Прозоровский поднял чарку и медленно её осушил. Из-за края чарки показалось злое и жестокое лицо, высокий лоб прорезали упрямые складки.
— Подари, атаман, — глядишь, и переписи никакой не надо будет составлять! — воевода прищурил глазки. — Тебе ведь важно, что я за грамотку в Москву отпишу, что в ней будет для государя о тебе — добро али худо?
Моя правая рука сама легла на алый пояс в том месте, где из него торчала рукоятка пистоля. На струг опустилась тишина. Злобные глазки Прозоровского вдруг стали бледными и забегали по стругу в поисках поддержки, но везде натыкались на угрожающие казачьи ухмылки.
— Хорошие речи говоришь, боярин! Леско!
— Я здесь, атаман!
— Сними шубу — жарко что-то стало в ней.
Глаза Прозоровского ожили — он решил, что гроза миновала, но зря — для воеводы всё было впереди. Черкашенин убрал шубу с моих плеч.
— Отдай её князю — холодно ему рядом со мной.
Леско, кривляясь, протянул Прозоровскому шубу. Руки воеводы алчно вцепились в меха. Князь прижал шубу к груди, и на губах появилась победная, торжествующая улыбка.
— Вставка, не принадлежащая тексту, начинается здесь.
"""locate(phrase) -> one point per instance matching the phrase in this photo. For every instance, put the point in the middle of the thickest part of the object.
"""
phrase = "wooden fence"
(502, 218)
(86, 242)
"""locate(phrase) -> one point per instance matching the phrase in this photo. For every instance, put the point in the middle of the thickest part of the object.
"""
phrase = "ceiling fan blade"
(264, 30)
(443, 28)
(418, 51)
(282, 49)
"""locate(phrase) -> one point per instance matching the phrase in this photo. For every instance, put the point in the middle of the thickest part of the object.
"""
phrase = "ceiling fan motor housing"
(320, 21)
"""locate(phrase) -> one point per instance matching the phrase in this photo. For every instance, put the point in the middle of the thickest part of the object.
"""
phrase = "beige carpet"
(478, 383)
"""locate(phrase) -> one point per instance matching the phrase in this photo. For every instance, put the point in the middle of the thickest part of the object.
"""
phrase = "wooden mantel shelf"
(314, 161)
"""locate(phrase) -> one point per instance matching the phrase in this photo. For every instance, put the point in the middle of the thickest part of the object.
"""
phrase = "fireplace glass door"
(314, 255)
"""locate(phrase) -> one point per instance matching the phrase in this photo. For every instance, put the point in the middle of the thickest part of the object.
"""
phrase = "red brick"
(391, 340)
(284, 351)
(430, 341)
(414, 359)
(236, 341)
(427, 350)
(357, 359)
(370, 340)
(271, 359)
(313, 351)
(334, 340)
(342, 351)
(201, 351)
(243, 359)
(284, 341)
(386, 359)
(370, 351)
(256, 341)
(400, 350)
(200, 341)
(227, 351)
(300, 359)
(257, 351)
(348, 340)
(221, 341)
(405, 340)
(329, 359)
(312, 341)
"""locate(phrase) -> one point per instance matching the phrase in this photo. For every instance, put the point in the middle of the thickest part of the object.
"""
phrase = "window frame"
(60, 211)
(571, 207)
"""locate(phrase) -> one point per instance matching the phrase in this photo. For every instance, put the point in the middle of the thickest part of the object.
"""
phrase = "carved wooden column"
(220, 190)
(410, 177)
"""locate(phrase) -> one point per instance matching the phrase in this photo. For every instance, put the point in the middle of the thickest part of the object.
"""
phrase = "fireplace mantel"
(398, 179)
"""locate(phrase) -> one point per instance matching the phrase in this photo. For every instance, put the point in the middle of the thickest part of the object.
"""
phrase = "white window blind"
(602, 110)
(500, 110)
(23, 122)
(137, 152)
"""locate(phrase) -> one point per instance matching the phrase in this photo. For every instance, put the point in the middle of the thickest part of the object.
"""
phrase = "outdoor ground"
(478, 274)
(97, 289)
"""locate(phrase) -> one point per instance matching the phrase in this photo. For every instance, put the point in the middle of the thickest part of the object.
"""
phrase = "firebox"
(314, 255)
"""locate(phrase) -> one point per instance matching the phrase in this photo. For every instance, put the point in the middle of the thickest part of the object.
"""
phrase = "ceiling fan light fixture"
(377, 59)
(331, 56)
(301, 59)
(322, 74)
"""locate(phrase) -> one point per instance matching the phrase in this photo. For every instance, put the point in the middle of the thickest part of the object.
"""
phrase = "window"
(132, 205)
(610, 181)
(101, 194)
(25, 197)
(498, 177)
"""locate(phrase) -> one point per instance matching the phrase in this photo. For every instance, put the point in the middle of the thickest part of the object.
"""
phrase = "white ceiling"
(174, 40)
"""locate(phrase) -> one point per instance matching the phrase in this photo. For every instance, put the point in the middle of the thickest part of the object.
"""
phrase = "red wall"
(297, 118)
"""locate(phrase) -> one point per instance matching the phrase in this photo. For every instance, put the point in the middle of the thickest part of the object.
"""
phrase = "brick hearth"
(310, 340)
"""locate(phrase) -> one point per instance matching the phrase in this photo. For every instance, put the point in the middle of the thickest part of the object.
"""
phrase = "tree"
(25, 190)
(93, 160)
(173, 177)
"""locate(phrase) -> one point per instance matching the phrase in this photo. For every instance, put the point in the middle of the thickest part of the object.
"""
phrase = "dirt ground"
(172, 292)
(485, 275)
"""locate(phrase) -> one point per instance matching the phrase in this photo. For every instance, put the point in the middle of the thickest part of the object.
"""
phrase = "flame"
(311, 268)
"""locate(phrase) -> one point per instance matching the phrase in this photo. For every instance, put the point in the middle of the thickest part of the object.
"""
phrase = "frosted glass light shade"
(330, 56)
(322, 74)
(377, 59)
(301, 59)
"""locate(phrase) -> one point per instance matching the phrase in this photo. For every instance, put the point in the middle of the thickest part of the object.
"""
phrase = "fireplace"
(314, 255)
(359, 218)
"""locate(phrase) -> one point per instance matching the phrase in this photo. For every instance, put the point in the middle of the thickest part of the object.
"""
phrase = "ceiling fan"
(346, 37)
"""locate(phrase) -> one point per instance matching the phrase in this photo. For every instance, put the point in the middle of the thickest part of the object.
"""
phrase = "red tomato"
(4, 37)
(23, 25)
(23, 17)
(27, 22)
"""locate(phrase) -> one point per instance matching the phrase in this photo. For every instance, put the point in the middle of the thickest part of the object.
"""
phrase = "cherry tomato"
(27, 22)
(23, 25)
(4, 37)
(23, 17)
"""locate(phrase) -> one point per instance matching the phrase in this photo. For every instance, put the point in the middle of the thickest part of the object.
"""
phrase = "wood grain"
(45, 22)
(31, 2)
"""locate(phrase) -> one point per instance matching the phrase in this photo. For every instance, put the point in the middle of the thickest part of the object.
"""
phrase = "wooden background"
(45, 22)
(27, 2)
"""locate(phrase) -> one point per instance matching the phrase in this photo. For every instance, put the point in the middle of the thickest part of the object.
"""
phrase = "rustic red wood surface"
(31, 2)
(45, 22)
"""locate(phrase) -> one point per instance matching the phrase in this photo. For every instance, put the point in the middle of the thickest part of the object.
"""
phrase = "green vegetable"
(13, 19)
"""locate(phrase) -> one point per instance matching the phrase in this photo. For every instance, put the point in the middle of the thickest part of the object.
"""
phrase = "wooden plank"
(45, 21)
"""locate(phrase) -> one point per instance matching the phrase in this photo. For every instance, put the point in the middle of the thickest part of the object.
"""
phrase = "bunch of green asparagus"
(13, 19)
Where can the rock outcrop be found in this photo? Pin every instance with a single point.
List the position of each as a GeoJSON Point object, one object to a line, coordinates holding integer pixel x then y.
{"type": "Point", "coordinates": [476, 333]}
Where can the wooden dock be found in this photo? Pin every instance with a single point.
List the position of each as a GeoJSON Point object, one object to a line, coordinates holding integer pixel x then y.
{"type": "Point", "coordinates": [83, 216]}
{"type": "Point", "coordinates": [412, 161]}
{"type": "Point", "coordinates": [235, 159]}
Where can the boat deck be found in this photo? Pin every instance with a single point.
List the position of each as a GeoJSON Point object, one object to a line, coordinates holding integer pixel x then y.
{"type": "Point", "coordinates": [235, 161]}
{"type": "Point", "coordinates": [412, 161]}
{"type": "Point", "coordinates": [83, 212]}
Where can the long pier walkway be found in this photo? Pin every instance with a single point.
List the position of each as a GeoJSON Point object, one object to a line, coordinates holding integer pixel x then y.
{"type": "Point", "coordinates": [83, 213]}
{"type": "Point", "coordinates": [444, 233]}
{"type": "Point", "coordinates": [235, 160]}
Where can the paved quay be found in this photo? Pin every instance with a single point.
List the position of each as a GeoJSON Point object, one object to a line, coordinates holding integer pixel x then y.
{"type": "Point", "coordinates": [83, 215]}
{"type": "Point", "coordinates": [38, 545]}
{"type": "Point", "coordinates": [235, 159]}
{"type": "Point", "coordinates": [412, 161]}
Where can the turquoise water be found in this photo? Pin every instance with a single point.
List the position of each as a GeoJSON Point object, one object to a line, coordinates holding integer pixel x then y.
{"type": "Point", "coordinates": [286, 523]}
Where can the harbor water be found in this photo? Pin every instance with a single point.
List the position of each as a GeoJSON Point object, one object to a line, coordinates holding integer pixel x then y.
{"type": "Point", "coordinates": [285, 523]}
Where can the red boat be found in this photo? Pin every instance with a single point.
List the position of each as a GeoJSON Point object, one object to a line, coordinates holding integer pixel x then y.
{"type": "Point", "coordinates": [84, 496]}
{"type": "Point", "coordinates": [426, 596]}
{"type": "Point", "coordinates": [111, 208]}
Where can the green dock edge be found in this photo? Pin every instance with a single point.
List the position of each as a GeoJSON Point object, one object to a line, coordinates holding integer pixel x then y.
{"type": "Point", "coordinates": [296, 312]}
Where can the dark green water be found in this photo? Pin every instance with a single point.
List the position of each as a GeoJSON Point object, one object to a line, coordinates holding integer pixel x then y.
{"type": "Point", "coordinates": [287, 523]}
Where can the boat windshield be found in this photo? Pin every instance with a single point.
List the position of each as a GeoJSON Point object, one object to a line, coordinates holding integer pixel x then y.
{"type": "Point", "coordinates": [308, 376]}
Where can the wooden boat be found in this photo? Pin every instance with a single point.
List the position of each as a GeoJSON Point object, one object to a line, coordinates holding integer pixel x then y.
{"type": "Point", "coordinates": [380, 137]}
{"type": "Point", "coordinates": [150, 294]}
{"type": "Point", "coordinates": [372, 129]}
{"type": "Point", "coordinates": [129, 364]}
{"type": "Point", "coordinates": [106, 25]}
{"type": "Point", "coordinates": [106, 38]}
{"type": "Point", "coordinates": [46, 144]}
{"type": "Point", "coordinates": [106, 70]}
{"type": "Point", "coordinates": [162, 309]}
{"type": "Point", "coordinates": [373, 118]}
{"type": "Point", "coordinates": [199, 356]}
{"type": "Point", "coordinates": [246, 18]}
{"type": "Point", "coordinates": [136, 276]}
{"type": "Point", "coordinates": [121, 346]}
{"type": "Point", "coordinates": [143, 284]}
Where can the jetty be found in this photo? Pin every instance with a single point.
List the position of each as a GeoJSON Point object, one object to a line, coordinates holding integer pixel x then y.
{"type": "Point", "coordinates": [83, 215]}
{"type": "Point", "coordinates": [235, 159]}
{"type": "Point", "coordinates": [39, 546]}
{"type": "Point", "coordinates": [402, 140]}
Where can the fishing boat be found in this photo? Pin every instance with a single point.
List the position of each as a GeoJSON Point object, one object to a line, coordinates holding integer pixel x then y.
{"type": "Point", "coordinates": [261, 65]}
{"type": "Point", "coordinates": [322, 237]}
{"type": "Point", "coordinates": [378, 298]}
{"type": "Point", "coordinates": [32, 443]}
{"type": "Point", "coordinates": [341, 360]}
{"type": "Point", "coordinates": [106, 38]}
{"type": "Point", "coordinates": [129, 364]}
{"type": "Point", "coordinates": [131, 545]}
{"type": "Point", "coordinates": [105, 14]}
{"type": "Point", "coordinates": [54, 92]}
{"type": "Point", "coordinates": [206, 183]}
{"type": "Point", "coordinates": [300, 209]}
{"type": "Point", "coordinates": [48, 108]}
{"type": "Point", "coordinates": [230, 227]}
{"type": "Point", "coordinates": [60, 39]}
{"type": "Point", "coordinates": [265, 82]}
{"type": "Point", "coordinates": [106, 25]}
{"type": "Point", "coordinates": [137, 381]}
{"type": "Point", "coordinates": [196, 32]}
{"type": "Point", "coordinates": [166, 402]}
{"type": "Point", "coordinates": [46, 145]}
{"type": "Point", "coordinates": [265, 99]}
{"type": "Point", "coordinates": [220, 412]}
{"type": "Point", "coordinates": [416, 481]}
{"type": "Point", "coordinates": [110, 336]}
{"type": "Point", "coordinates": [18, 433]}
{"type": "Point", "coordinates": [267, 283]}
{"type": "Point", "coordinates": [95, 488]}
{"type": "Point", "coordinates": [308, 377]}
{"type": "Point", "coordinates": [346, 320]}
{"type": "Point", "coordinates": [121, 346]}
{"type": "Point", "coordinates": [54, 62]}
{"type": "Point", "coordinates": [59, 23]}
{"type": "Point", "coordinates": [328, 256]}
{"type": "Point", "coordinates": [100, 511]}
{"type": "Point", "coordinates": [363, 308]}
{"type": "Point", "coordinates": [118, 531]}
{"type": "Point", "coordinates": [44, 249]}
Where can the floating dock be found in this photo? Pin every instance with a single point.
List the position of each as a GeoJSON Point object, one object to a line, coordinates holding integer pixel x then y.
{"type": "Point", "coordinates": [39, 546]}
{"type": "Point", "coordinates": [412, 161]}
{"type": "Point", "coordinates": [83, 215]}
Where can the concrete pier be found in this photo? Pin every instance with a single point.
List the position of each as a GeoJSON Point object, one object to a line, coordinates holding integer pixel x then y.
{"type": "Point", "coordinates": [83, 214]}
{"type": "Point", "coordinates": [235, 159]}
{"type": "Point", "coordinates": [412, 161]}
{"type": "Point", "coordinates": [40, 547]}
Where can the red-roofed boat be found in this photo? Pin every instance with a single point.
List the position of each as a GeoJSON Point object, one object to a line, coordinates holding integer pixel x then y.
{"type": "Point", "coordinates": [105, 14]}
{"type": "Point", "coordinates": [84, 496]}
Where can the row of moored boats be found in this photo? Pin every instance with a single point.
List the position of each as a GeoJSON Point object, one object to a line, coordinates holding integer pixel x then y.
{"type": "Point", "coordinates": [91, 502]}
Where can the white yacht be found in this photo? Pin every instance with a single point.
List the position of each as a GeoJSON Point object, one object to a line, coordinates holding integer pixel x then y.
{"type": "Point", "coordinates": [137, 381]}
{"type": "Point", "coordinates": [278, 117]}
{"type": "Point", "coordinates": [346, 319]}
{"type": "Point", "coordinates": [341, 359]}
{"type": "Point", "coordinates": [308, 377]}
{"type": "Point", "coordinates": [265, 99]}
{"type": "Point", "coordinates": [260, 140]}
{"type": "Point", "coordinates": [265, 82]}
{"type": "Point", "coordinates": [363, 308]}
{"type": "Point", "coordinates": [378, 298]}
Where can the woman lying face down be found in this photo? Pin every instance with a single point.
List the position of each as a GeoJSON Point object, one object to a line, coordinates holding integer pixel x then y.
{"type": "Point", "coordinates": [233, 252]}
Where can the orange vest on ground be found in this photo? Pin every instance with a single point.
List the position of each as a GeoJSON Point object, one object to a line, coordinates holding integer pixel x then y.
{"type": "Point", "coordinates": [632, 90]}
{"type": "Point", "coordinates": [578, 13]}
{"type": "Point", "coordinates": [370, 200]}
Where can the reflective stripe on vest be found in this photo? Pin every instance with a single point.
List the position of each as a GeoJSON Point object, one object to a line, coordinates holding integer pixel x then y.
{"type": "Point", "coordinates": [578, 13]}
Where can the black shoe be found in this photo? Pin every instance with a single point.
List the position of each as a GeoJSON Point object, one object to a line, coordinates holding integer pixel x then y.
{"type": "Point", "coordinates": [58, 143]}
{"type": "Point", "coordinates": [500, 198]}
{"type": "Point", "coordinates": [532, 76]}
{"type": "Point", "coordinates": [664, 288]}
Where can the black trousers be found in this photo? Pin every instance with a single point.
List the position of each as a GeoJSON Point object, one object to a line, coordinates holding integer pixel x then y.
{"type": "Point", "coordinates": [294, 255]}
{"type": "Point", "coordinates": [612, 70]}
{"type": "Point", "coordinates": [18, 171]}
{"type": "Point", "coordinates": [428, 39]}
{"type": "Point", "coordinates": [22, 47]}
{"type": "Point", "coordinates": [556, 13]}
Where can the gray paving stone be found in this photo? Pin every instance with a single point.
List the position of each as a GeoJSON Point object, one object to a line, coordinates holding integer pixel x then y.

— Разойдёмся по-мировому, Степан Тимофеевич! — руки погладили мех. Ладная шуба… Спасибо тебе за подарок!
— Да уж! — я зло расссмеялся. — Иди, Иван Семёнович — негоже с таким подарком по речке кататься.
— А, может, ещё чарку? — воевода кивнул на бочонок. — Хорошее у тебя вино.
— Да там, наверное, уж ничего не осталось. Пришлю я тебе бочонок, коли обещал — дома подарок мой обмоешь.
Князь Прозоровский перекинул шубу через плечо и заторопился к сходням.
— Смотри, чтобы шуба впору была — жаркая она, опалить может! — бросил я в спину воеводе.
Воевода хрипло рассмеялся и сошёл на берег.
— Сука! С атамана шубу снял! — Леско сплюнул в воду.
— А говорят, что это мы разбойнички! — подхватил Фрол Минаев.
В струге рассмеялись.
— Ничего, робята, придёт срок, и мы этих разбойничков пошарпаем, вернём долги! Дорого обойдётся шуба князю!
— Всё вспомнится! — кивнул Леско.
— Наливай чарки! Выпьем, казаки, за казацкую удаль, за казацкую славу, за свободный казацкий род! За волю!
— Ура! — грянули хором есаулы и вскинули чарки вверх.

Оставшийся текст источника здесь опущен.